The Association of Educational Psychologists said it believed guidelines were not being followed. The guidelines recommend that ADHD medication should not be prescribed to pre-school children for the long term, or in isolation from other therapeutic interventions, without consultation.
Munt said there were natural alternatives that could help combat ADHD. She highlighted a report commissioned by the Royal Society for the Protection of Birds (RSPB) that suggested activities in a natural environment appear to improve children's symptoms by 30% compared with urban outdoor activities, and threefold compared to playing indoors. But Munt added that many young people were prevented from enjoying the outdoors because of reasons such as lack of school playing fields and the distractions posed by video games, smartphones and social networking.
“It is extremely alarming that in the decade up to 2010, prescriptions for Ritalin quadrupled,” she said. “Statistics show that 90% of prescriptions for this powerful drug in 2004 were used to combat behavioural problems in school-age children. I am shocked that there has been such a huge explosion in use.”
ADHD is believed to affect between 5% and 10% of schoolchildren in the UK. Symptoms include overactive and impulsive behaviour and difficulty paying attention. The increase in Ritalin prescriptions appears to mirror the US where there was an 83% increase in sales of the drug between 2006 and 2010.
Munt said, “Unless the Department of Health collects vital statistical data about prescribing habits, no one will know what is happening.
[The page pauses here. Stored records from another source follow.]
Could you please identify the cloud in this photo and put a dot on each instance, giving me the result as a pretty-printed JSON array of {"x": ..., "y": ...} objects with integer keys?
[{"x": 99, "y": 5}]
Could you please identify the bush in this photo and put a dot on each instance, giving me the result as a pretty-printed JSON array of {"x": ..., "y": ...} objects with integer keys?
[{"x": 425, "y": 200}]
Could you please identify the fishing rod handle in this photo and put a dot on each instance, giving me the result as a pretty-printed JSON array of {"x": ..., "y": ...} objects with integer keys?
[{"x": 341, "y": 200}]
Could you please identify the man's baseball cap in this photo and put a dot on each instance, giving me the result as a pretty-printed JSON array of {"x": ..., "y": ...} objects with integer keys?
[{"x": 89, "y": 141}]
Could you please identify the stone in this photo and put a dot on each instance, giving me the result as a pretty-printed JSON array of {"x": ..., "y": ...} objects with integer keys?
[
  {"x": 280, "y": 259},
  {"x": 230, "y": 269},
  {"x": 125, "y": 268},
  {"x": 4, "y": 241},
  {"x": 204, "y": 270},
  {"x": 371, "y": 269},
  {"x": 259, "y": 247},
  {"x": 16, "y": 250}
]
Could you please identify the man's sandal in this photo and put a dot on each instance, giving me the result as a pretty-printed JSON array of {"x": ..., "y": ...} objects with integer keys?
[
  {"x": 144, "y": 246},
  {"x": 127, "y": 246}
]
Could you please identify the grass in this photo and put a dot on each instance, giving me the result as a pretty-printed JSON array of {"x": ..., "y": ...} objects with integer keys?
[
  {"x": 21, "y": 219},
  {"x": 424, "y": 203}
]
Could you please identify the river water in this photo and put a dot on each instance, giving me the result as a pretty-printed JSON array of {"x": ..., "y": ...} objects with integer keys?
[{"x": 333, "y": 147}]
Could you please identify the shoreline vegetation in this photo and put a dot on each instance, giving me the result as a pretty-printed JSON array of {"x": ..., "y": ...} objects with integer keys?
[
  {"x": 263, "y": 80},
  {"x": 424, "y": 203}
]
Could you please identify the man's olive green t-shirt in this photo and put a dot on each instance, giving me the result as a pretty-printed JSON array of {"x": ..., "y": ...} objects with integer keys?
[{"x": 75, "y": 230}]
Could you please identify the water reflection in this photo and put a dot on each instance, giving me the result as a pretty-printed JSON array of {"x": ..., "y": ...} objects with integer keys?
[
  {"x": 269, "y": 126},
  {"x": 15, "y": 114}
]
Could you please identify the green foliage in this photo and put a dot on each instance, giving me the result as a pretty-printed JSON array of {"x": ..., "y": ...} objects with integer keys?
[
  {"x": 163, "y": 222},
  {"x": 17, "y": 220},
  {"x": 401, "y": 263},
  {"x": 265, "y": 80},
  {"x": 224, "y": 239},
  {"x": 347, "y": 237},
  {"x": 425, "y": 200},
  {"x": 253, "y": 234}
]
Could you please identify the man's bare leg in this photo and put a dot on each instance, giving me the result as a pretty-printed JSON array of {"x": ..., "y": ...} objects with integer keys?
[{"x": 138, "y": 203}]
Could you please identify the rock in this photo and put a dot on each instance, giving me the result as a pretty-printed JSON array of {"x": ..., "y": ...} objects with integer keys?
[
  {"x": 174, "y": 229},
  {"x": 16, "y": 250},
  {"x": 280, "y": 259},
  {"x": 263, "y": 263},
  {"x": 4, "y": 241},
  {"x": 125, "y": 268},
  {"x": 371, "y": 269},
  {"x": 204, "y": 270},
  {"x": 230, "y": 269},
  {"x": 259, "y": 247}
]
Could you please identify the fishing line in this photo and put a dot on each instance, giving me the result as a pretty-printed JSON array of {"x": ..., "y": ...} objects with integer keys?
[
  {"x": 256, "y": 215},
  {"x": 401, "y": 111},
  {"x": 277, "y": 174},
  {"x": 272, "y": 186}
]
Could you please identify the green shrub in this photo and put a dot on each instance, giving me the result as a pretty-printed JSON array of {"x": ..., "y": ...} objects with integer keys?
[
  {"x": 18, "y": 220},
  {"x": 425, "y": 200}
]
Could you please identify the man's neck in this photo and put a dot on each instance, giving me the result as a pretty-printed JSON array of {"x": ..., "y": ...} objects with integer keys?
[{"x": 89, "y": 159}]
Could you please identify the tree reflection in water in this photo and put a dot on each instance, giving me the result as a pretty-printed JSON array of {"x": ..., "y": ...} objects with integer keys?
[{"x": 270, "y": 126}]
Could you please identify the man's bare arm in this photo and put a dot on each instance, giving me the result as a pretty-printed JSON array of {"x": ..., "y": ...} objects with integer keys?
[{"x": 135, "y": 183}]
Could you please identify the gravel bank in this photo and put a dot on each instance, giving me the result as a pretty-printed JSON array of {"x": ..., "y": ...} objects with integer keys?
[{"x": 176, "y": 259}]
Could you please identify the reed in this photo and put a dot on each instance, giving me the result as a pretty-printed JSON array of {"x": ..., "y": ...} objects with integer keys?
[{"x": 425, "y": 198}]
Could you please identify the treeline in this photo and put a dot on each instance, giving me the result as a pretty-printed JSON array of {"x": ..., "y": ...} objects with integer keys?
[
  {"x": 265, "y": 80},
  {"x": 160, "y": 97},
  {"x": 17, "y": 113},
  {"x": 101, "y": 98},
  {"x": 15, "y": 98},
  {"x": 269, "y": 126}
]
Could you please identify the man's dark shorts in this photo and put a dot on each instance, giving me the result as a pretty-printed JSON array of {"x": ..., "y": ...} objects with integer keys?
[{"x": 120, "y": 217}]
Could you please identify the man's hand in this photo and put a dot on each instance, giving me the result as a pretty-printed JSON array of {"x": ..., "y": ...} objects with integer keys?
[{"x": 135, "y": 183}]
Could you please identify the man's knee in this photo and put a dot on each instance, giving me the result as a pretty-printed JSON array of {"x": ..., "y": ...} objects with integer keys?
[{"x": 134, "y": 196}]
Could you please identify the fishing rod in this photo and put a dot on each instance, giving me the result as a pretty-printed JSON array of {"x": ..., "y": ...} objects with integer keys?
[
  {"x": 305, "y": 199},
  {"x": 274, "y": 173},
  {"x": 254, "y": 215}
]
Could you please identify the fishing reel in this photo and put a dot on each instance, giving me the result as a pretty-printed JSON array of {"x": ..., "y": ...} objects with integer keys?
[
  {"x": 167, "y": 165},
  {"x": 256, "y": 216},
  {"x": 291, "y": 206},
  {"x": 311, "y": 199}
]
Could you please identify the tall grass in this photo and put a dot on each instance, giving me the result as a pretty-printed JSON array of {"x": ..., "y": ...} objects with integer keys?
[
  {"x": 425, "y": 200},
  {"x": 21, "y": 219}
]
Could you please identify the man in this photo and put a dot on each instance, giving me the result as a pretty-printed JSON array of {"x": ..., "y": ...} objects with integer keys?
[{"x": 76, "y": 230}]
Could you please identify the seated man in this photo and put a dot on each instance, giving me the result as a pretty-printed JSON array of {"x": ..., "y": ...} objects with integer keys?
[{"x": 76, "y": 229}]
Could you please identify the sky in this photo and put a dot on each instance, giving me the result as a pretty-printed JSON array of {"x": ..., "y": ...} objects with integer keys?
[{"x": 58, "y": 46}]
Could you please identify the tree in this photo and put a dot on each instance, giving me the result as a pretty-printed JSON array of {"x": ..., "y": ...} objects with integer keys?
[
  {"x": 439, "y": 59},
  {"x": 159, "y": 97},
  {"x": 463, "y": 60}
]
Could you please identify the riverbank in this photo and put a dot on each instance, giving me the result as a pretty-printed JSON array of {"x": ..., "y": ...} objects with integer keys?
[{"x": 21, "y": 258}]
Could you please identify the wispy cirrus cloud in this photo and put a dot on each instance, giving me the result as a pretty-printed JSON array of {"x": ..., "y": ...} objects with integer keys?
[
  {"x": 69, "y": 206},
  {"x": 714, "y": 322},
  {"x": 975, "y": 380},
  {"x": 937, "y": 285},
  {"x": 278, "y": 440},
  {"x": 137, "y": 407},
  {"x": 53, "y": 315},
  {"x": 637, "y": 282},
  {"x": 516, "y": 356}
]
We hear teachers tell of their students' lack of ability to concentrate, from police about increasingly disruptive and antisocial behaviour, and from parents unable to control the actions of young family members. We need to show young people how to deal with the normal stresses and strains of growing up. Resorting to powerful drugs only stores up trouble for the future.”
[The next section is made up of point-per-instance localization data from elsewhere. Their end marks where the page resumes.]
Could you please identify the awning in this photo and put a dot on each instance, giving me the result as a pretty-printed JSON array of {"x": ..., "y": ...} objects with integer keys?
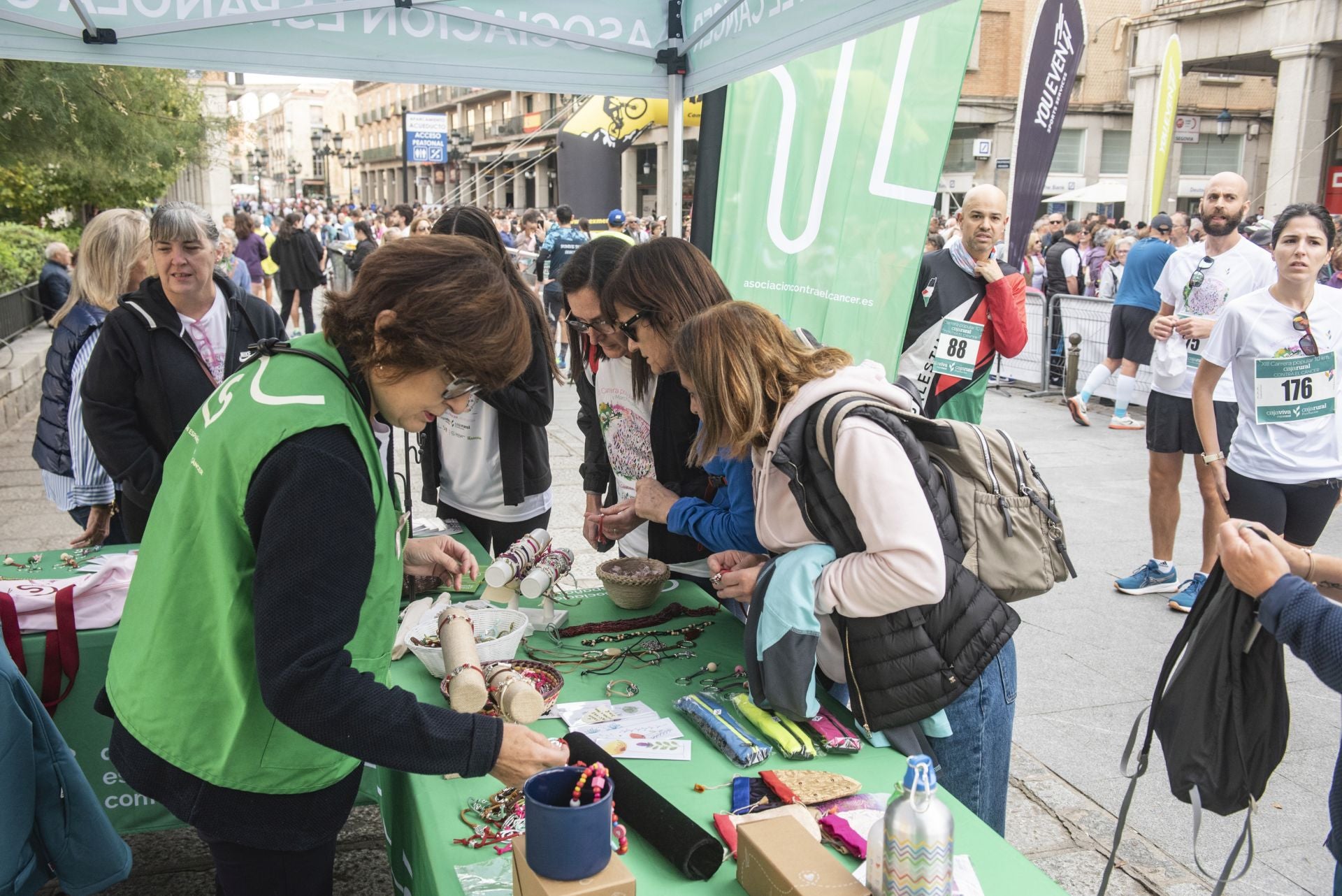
[{"x": 1098, "y": 194}]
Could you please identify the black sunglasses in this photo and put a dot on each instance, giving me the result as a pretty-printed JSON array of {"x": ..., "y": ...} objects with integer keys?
[
  {"x": 1308, "y": 344},
  {"x": 627, "y": 326},
  {"x": 1199, "y": 274}
]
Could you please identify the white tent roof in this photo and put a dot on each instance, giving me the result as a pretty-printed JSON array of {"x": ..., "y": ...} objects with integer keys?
[
  {"x": 1099, "y": 194},
  {"x": 580, "y": 46}
]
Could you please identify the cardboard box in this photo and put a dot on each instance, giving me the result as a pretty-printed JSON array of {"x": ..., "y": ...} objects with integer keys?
[
  {"x": 614, "y": 880},
  {"x": 777, "y": 858}
]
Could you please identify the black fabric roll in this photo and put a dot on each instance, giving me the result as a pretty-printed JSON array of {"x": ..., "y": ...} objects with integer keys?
[{"x": 685, "y": 844}]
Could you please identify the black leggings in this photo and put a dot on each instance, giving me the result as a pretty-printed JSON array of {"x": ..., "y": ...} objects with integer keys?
[
  {"x": 493, "y": 535},
  {"x": 1299, "y": 513},
  {"x": 305, "y": 302},
  {"x": 245, "y": 871}
]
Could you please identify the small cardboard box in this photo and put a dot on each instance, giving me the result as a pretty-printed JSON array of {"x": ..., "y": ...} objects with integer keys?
[
  {"x": 614, "y": 880},
  {"x": 777, "y": 858}
]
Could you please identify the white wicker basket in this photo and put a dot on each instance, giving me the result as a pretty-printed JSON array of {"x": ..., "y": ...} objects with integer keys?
[{"x": 503, "y": 648}]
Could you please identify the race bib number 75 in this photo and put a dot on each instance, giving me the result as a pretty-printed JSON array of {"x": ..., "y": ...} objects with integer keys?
[{"x": 1297, "y": 388}]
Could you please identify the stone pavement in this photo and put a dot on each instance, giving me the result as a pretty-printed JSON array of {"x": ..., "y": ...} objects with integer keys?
[{"x": 1088, "y": 658}]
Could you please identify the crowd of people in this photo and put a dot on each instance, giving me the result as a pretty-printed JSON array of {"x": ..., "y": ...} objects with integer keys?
[{"x": 261, "y": 481}]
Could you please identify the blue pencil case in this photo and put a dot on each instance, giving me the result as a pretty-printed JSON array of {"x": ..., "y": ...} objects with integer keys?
[{"x": 726, "y": 732}]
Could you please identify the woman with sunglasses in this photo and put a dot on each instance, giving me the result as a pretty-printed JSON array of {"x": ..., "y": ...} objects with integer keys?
[
  {"x": 1280, "y": 345},
  {"x": 271, "y": 575},
  {"x": 486, "y": 462}
]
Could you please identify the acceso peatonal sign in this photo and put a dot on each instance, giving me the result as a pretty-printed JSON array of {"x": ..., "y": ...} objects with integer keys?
[{"x": 426, "y": 137}]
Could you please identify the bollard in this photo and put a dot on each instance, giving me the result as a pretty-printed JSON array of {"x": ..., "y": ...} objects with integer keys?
[{"x": 1074, "y": 363}]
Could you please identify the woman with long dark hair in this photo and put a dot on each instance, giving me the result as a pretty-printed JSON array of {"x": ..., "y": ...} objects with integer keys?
[
  {"x": 486, "y": 462},
  {"x": 298, "y": 255}
]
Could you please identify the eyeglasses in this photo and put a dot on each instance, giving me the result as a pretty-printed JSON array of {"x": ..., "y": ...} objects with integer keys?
[
  {"x": 459, "y": 386},
  {"x": 1199, "y": 274},
  {"x": 600, "y": 325},
  {"x": 1308, "y": 344},
  {"x": 627, "y": 326}
]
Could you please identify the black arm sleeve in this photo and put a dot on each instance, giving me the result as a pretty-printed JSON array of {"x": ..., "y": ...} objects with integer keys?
[{"x": 310, "y": 514}]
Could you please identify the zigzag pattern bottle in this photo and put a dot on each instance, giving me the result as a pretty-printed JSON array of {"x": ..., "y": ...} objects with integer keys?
[{"x": 920, "y": 837}]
The AEP said an informal survey of educational psychology practitioners across the West Midlands had revealed there were more than 100 children under six on the medication in the area. “This is reaffirmed across the country by our members,” the association said. This is even though the National Institute for Health and Clinical Excellence (NICE) recommends Ritalin is not prescribed to pre-school children.
Children on ADHD medication can be exposed to serious risks. Suicidal thoughts are among a battery of known side-effects of Ritalin-type drugs. Others include stress and anxiety, cardiovascular complaints, decreased appetite, stomach problems, dizziness, tics, skin problems and bruising.
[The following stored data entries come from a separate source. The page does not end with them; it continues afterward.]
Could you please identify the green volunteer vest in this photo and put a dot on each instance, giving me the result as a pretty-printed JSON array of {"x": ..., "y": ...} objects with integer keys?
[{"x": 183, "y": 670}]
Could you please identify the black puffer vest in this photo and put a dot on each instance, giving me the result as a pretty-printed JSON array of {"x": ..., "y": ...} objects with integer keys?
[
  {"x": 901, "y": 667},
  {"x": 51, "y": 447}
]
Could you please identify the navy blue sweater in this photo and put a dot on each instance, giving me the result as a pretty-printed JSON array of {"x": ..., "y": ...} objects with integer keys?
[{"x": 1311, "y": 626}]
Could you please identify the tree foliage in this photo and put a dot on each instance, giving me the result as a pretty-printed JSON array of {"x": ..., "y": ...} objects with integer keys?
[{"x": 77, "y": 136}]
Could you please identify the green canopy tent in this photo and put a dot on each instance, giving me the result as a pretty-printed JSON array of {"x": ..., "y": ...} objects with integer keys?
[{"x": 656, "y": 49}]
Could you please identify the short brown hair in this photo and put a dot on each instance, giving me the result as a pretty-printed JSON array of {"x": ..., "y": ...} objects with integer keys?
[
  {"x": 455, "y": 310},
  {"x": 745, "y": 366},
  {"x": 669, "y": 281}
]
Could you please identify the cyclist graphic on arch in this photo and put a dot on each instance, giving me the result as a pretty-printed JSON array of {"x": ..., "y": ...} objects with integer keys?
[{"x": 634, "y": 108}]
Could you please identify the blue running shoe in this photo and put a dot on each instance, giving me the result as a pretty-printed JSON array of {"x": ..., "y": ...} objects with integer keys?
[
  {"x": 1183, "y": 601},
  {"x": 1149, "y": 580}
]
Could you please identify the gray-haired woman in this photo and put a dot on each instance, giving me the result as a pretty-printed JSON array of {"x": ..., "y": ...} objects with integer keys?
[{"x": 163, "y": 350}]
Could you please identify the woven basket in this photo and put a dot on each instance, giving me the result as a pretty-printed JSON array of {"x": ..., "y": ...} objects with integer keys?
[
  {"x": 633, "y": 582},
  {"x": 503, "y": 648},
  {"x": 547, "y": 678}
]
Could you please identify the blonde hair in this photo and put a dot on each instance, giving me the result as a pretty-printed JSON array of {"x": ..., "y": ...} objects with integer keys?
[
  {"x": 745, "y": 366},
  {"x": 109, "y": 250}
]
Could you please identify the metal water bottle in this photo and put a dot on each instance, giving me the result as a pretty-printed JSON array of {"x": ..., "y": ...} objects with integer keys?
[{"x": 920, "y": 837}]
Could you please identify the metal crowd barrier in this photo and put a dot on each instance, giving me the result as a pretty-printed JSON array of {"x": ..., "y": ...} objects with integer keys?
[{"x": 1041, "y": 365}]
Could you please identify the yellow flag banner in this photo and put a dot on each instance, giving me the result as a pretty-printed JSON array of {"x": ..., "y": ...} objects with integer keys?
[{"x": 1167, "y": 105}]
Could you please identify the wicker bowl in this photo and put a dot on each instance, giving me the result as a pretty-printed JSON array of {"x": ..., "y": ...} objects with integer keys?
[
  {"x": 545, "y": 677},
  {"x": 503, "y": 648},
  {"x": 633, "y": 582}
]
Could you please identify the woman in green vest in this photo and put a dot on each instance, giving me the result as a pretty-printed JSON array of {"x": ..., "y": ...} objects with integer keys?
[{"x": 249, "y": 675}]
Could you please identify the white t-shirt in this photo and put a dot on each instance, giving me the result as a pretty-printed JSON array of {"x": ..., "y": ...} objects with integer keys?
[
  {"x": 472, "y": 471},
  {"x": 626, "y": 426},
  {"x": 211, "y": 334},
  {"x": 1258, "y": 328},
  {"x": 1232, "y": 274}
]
In 2009, the EU regulator, the European Medicines Agency, said all patients should be monitored for psychiatric symptoms during treatment. The agency added that, given the lack of information on the long-term effects of Ritalin, children should have treatment stopped once yearly to see if it is still needed. But experts say the rules are being widely ignored, often because healthcare professionals’ workloads are already too heavy to take on the job of monitoring children regularly.
Dave Traxson, an educational psychologist who works across schools in the West Midlands, adds that psychiatrists are also flouting NICE guidelines, which stress that children who show evidence of anxiety should not be put on Ritalin-type stimulant drugs. “Children who are anxious may misbehave and be fidgety, but those symptoms must not be mistaken for ADHD,” he said. “The last thing you want if you are feeling anxious is to take a stimulant drug.”
The guidelines also advise that children on these drugs be weighed every six months, as the medication can severely shrink their appetites. But, said Traxson, “This rule is being breached all over the country. One group of psychiatrists told me point-blank that they do not have the staff to do this. If they haven’t the resources to do the thing safely, should they be doing it at all?”
Peter Kinderman, a chair of the British Psychological Society (BPS) said, “Children are being prescribed medication as a quick-fix rather than being given full assessments and psychological therapies, which may take longer and cost more but ultimately are better in the long run.”